Factors Associated With Decreased Risk
Increasing parity and lactation
Decreased risk of endometrial cancer is associated with parity and lactation, perhaps by inhibiting ovulation. A case-control study conducted in Mexico City, among low-risk women, indicates a 58% to 72% reduction in risk of endometrial cancer associated with increasing duration of lactation. A significant trend was seen for duration of lactation and for the number of children breastfed. A population-based case-control study, comparing Wisconsin women who breastfed for at least 2 weeks versus those who did not, was negative (OR = 0.90; 95% CI, 0.72–1.13). Increasing duration of lactation was not associated with a decrease in disease risk, but breastfeeding within the past three decades was associated with reduced risk (OR = 0.58; 95% CI, 0.36–0.96), as was the first breastfeeding after age 30 years (95% CI, 0.28–0.90). The European Prospective Investigation into Cancer and Nutrition observed a decreased risk associated with parity compared with nulliparous women (hazard ratio = 0.65; 95% CI, 0.54–0.77) with a trend of decreasing risk with increasing number of full-term pregnancies (P < .0001). While breastfeeding for more than 18 months was associated with a decreased risk, the association attenuated and was no longer statistically significant after adjusting for the numbers of full-term pregnancies.
Factors Associated With Increased Risk
Reproductive factors resulting in increased duration of exposure to endogenous estrogen, such as early menarche, nulliparity, and late menopause, are associated with an increased risk of endometrial cancer. Other factors associated with increased risk, such as obesity and polycystic ovary syndrome, may also be related to increased estrogen exposure.

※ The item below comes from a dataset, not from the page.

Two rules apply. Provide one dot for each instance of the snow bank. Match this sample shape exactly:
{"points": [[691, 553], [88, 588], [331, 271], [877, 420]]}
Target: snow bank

The first prospective investigation of endogenous estrogens and the risk of endometrial cancer was a case-control study nested within the New York University Women's Health Study. Results suggest an increased risk of endometrial cancer associated with postmenopausal levels of endogenous hormones including estradiol, percent-free estradiol, and estrone. Conversely, risk was decreased with higher levels of percent sex hormone-binding globulin (SHBG)-bound estradiol and SHBG. Analyses conducted prior to adjustment for hormone levels indicated a positive association with body mass index (BMI). After adjustment for estrone level, the positive association of BMI with risk of endometrial cancer was attenuated, suggesting that hormone levels may be an intermediate effect of body weight.